01/04/19: Helen Krasner – Midges, Maps & Muesli: An Account of a 5,000-Mile Walk Round the Coast of Britain (1998)
“I wasn’t particularly interested in fulfilling an ambition, nor did I want the great feelings of achievement people thought I must be seeking – this just wasn’t the way I looked at walking, or indeed at life.”
In 1986, Helen Krasner became the first woman to walk around the coast of Britain. This is her tale. Rather than present a day-by-day account, she simply reports back on the interesting bits – a wise decision, as this makes for a far more compelling narrative. There’s a visit to Sellafield nuclear power station, where she commits the faux-pas of carrying a camera. She passes Paul McCartney’s farm at the Mull of Kintyre. And she looks for the monster at Loch Ness.
She is unpretentious and easy to like, with a relaxed view about the “rules” of the walk. She undertook the journey for pleasure, not for the sake of setting a record. Plus, there can be no definitive route. It’s not as simple as keeping the coast on your left. How literally do you take this when paths come and go? Even if the path followed the coastline strictly, where is the “coast” anyway? It depends on dynamic factors including tides, ocean currents, times of year, weather and erosion – an infinitely complex matter. You realise that she is absolutely right to interpret the route the way she does.
She only suffers one blister on the entire trip and the book is refreshingly free of gripes about the pain of endurance. She does it for fun, and that cones across well.
Along the way she depicts an older and more innocent Britain – one without computers, GPS technology and mobile phones. On one occasion she has to call for some medical results (foot X-ray to rule out suspected fracture) and only had 10p to use in a phone box. Keen to hear about her walk, the radiographer is slow to get to the point and reveal the good news: “She had told me in the nick of time. The pips went, and we were cut off.” There must be generations now who have no idea what the pips even means.
I particularly liked the way she refuses to play the role others expect from her.
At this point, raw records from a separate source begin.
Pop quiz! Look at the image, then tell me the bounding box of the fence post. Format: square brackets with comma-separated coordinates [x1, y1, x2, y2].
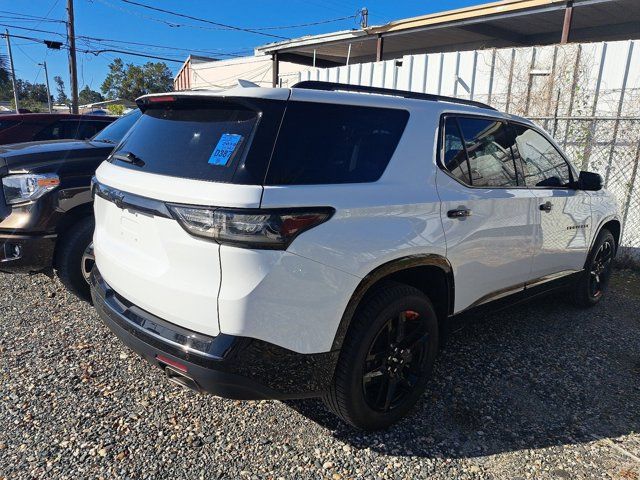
[604, 40, 634, 187]
[620, 141, 640, 245]
[582, 42, 607, 170]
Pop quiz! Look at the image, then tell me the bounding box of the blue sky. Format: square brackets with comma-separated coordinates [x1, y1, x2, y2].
[6, 0, 484, 95]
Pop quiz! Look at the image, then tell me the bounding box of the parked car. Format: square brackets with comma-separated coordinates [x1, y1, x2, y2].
[0, 110, 140, 299]
[91, 82, 620, 429]
[0, 113, 117, 145]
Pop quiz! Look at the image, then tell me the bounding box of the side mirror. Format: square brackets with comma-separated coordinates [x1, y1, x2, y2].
[578, 170, 603, 192]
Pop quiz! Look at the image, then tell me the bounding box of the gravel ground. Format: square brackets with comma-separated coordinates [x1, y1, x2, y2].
[0, 271, 640, 480]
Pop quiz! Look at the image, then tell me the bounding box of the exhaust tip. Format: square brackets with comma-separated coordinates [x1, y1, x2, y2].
[164, 365, 202, 393]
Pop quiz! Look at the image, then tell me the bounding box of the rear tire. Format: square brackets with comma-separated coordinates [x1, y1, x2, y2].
[572, 229, 616, 307]
[323, 282, 438, 430]
[55, 217, 95, 301]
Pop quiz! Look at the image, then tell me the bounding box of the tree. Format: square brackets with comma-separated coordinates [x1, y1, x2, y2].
[100, 58, 173, 100]
[53, 75, 69, 104]
[78, 85, 104, 105]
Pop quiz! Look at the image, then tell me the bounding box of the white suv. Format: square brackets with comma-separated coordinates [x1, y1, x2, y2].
[92, 82, 620, 429]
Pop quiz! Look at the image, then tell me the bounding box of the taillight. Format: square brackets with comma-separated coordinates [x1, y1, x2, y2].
[167, 205, 334, 250]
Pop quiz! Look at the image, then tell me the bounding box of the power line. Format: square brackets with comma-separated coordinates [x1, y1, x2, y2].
[120, 0, 289, 40]
[0, 23, 248, 57]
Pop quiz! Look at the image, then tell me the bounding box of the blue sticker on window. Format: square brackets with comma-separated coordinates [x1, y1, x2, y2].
[209, 133, 242, 167]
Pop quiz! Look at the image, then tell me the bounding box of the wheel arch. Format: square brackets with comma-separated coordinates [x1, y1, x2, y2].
[332, 254, 455, 350]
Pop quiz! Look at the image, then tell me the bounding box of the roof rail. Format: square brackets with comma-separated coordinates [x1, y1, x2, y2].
[291, 80, 496, 110]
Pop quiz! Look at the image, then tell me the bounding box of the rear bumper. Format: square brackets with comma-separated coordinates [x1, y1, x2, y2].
[0, 233, 56, 273]
[91, 268, 338, 400]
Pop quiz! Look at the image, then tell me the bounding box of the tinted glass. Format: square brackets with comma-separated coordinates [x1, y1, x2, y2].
[513, 125, 571, 188]
[62, 120, 81, 138]
[458, 117, 518, 187]
[109, 104, 258, 181]
[266, 102, 409, 185]
[0, 120, 20, 130]
[443, 117, 471, 185]
[92, 108, 142, 144]
[33, 120, 68, 140]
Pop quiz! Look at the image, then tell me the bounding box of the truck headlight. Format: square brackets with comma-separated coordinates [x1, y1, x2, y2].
[2, 173, 60, 205]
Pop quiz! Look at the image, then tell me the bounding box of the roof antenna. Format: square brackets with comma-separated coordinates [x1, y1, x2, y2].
[360, 7, 369, 28]
[238, 78, 260, 88]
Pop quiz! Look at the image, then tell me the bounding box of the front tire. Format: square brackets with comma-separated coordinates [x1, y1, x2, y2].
[573, 229, 616, 307]
[323, 282, 438, 430]
[55, 217, 95, 301]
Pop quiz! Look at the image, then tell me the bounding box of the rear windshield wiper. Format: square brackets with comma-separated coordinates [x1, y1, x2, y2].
[111, 152, 144, 167]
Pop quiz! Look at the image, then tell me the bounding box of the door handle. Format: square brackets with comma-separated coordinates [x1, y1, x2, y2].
[447, 208, 471, 219]
[540, 202, 553, 212]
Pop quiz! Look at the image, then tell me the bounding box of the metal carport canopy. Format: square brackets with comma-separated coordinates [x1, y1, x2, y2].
[256, 0, 640, 67]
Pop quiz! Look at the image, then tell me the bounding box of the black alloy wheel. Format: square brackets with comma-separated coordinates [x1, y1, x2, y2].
[362, 310, 429, 413]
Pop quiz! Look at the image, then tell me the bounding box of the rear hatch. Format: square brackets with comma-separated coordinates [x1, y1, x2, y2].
[94, 89, 288, 335]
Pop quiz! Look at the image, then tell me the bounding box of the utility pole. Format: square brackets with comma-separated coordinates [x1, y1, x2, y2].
[67, 0, 78, 113]
[4, 30, 20, 113]
[39, 62, 53, 113]
[360, 7, 369, 29]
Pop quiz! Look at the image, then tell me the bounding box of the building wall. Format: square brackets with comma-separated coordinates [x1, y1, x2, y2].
[296, 40, 640, 256]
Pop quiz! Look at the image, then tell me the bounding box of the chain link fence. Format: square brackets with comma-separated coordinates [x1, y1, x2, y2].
[530, 116, 640, 260]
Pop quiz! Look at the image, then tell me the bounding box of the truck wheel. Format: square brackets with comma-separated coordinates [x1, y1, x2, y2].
[323, 282, 438, 430]
[573, 229, 616, 307]
[56, 217, 94, 301]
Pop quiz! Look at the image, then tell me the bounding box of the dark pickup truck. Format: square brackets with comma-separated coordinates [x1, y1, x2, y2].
[0, 110, 140, 299]
[0, 113, 116, 145]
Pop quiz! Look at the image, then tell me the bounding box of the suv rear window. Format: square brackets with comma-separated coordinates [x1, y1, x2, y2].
[266, 102, 409, 185]
[111, 103, 259, 181]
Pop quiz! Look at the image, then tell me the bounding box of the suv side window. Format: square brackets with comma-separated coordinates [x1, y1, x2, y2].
[513, 125, 572, 188]
[458, 117, 518, 187]
[33, 120, 64, 140]
[443, 117, 471, 185]
[266, 102, 409, 185]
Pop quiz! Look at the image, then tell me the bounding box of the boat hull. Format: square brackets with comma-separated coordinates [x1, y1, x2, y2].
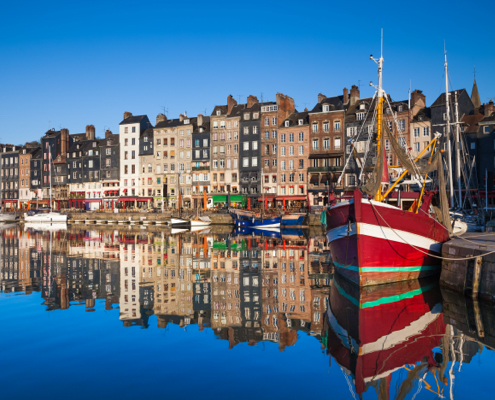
[326, 192, 449, 286]
[24, 212, 67, 224]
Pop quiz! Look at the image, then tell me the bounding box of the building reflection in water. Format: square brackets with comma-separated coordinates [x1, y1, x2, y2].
[0, 226, 495, 399]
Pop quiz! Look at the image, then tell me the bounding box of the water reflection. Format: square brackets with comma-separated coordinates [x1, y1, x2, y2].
[0, 226, 495, 399]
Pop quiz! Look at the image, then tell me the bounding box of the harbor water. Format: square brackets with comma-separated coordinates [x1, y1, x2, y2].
[0, 225, 495, 399]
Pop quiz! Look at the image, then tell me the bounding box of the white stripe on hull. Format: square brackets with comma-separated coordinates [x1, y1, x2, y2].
[327, 222, 442, 253]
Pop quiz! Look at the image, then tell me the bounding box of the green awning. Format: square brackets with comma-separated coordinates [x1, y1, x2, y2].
[230, 194, 244, 203]
[212, 196, 227, 204]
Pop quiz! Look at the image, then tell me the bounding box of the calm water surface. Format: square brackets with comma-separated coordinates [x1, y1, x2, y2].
[0, 226, 495, 399]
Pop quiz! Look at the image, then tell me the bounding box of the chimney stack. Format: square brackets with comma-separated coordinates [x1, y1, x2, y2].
[227, 94, 237, 115]
[485, 100, 495, 117]
[156, 114, 167, 124]
[349, 85, 359, 107]
[247, 95, 258, 108]
[59, 128, 69, 159]
[86, 125, 95, 140]
[344, 88, 349, 104]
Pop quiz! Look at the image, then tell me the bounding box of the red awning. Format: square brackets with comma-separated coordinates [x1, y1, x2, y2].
[117, 197, 137, 201]
[275, 195, 307, 200]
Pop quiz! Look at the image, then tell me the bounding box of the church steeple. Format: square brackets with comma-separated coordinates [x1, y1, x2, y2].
[471, 78, 481, 110]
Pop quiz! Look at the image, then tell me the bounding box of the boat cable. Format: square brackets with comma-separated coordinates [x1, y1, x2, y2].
[370, 201, 495, 261]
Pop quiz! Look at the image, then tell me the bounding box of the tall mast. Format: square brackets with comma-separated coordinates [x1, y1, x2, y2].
[444, 51, 454, 207]
[454, 92, 462, 208]
[370, 29, 386, 201]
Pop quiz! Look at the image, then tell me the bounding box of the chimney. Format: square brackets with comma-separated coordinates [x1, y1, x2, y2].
[156, 114, 167, 124]
[227, 94, 237, 115]
[248, 95, 258, 108]
[411, 89, 426, 117]
[86, 125, 95, 140]
[349, 85, 359, 107]
[485, 100, 495, 117]
[277, 93, 296, 121]
[60, 128, 69, 158]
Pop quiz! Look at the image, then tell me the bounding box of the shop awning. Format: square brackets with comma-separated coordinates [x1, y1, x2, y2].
[117, 197, 137, 201]
[309, 174, 319, 185]
[275, 195, 307, 200]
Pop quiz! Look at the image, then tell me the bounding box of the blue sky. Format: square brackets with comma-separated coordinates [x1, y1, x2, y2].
[0, 0, 495, 144]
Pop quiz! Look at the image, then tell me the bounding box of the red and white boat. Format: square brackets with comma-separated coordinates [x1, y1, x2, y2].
[326, 190, 449, 286]
[326, 42, 450, 286]
[322, 275, 446, 399]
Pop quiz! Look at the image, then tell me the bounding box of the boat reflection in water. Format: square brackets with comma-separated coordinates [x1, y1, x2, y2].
[326, 274, 448, 398]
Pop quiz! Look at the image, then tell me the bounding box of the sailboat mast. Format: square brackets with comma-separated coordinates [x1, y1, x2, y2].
[454, 92, 462, 208]
[444, 51, 454, 207]
[371, 30, 386, 201]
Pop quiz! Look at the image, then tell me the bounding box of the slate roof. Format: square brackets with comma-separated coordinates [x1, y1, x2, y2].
[311, 96, 344, 113]
[279, 111, 309, 128]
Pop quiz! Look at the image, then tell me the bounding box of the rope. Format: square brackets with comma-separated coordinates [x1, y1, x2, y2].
[370, 201, 495, 261]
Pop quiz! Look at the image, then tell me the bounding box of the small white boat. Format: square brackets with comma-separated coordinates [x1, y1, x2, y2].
[24, 210, 67, 223]
[170, 218, 190, 225]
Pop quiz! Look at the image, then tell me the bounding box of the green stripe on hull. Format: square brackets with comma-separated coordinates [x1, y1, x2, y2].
[334, 262, 441, 272]
[333, 281, 436, 309]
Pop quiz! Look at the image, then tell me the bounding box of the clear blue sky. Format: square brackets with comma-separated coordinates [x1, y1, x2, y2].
[0, 0, 495, 144]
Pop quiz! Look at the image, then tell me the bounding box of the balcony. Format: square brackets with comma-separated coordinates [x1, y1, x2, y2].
[308, 165, 344, 173]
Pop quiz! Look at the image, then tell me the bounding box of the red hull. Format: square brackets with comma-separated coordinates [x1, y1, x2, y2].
[327, 192, 449, 286]
[327, 276, 445, 395]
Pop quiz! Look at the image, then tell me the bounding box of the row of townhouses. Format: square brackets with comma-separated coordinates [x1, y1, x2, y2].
[0, 82, 495, 209]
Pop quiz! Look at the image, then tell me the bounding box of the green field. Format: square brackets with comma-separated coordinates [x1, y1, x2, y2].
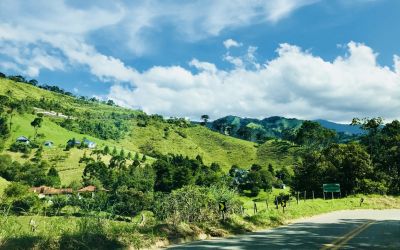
[0, 195, 400, 249]
[0, 177, 8, 197]
[0, 79, 297, 185]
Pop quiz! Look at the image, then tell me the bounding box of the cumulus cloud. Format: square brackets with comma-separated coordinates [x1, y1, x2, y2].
[108, 42, 400, 121]
[224, 38, 242, 49]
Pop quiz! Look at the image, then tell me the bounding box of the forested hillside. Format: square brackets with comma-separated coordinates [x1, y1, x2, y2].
[207, 116, 363, 143]
[0, 73, 400, 249]
[0, 78, 296, 188]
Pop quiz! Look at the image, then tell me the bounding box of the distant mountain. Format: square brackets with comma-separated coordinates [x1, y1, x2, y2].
[315, 119, 364, 135]
[207, 116, 362, 142]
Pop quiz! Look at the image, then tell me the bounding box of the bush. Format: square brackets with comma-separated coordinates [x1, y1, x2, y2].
[154, 185, 240, 225]
[10, 142, 32, 154]
[358, 179, 388, 194]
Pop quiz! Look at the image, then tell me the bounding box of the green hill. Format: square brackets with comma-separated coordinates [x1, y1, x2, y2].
[0, 79, 297, 185]
[207, 116, 363, 143]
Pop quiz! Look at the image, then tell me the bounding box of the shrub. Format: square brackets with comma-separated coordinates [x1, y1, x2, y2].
[154, 185, 240, 225]
[10, 142, 31, 154]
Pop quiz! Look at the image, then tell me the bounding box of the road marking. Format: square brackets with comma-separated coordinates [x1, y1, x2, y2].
[321, 220, 375, 250]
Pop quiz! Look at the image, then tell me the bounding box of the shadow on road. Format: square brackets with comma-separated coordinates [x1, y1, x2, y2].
[172, 219, 400, 249]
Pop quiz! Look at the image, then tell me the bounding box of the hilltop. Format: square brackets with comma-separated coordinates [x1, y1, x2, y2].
[207, 116, 363, 143]
[0, 79, 297, 185]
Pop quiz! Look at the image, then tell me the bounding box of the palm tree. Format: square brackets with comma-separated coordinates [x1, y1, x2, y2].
[201, 115, 210, 125]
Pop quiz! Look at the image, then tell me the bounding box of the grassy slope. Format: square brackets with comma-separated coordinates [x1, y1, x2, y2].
[0, 177, 8, 197]
[123, 123, 257, 169]
[0, 196, 400, 249]
[0, 79, 300, 185]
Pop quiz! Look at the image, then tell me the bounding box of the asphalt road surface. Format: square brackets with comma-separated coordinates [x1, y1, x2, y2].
[171, 209, 400, 250]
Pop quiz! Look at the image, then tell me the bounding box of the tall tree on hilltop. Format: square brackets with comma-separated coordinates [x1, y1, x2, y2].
[31, 114, 43, 140]
[201, 115, 210, 126]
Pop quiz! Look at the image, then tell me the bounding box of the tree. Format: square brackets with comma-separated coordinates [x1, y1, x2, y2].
[111, 147, 118, 156]
[0, 116, 10, 151]
[31, 116, 43, 140]
[28, 79, 39, 86]
[47, 166, 61, 187]
[201, 115, 210, 126]
[295, 121, 336, 149]
[103, 145, 110, 155]
[107, 100, 115, 106]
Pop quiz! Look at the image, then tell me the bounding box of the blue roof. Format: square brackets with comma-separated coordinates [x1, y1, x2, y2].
[17, 136, 29, 141]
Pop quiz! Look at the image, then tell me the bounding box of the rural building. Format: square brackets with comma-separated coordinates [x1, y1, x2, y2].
[16, 136, 30, 144]
[67, 139, 81, 147]
[83, 139, 96, 148]
[29, 186, 73, 198]
[29, 186, 101, 198]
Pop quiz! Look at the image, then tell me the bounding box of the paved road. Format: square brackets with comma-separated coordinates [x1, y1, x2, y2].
[171, 209, 400, 250]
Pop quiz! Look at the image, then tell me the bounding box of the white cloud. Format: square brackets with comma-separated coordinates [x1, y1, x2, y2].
[109, 42, 400, 121]
[266, 0, 318, 22]
[224, 38, 242, 49]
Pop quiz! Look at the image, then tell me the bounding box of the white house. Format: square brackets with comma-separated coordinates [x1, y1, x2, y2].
[83, 139, 96, 149]
[16, 136, 30, 144]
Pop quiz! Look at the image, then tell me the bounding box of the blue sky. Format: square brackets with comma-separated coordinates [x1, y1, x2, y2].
[0, 0, 400, 122]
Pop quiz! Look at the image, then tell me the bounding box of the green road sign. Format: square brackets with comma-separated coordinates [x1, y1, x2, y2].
[322, 183, 340, 193]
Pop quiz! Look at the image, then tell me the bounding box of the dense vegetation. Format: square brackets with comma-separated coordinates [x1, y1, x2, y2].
[0, 72, 400, 248]
[209, 116, 363, 143]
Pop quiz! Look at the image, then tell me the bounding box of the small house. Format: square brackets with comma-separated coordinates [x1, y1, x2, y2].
[29, 186, 73, 198]
[16, 136, 30, 144]
[83, 139, 96, 149]
[67, 139, 81, 147]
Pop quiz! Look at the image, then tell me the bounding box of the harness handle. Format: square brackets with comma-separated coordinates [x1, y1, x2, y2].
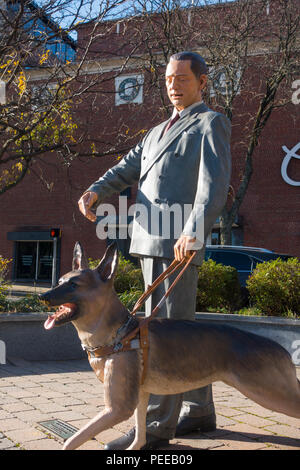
[120, 251, 197, 345]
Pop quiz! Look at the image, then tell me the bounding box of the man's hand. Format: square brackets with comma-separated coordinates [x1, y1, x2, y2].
[78, 191, 98, 222]
[174, 235, 196, 261]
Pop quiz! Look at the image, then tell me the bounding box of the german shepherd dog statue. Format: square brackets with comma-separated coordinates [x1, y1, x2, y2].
[41, 242, 300, 450]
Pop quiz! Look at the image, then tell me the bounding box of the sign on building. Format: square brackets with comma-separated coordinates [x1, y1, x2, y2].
[115, 75, 144, 106]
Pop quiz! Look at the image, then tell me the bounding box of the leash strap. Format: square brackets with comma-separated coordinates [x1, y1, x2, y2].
[87, 251, 197, 384]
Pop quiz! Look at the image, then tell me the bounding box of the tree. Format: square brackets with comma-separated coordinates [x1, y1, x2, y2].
[0, 0, 132, 194]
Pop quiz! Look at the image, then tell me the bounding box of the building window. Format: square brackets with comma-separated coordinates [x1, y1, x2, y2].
[7, 229, 61, 284]
[15, 241, 53, 282]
By the time she completes the walk, returning to Brighton, she has become weary of retelling the same story endlessly and generally disappoints the press by not issuing the kinds of memorable statements they expect to hear.
Only one real criticism: the book would have greatly benefited from a map showing Helen’s route route. Amid the barrage of obscure place names, I found I was often looking up locations online to see how far she had travelled. That said, she does end with a day-by-day listing of each stretch she completed and a running tally of distances covered – in fact, a journey of 4,922 miles from the start of March 1986 to the end of January 1987.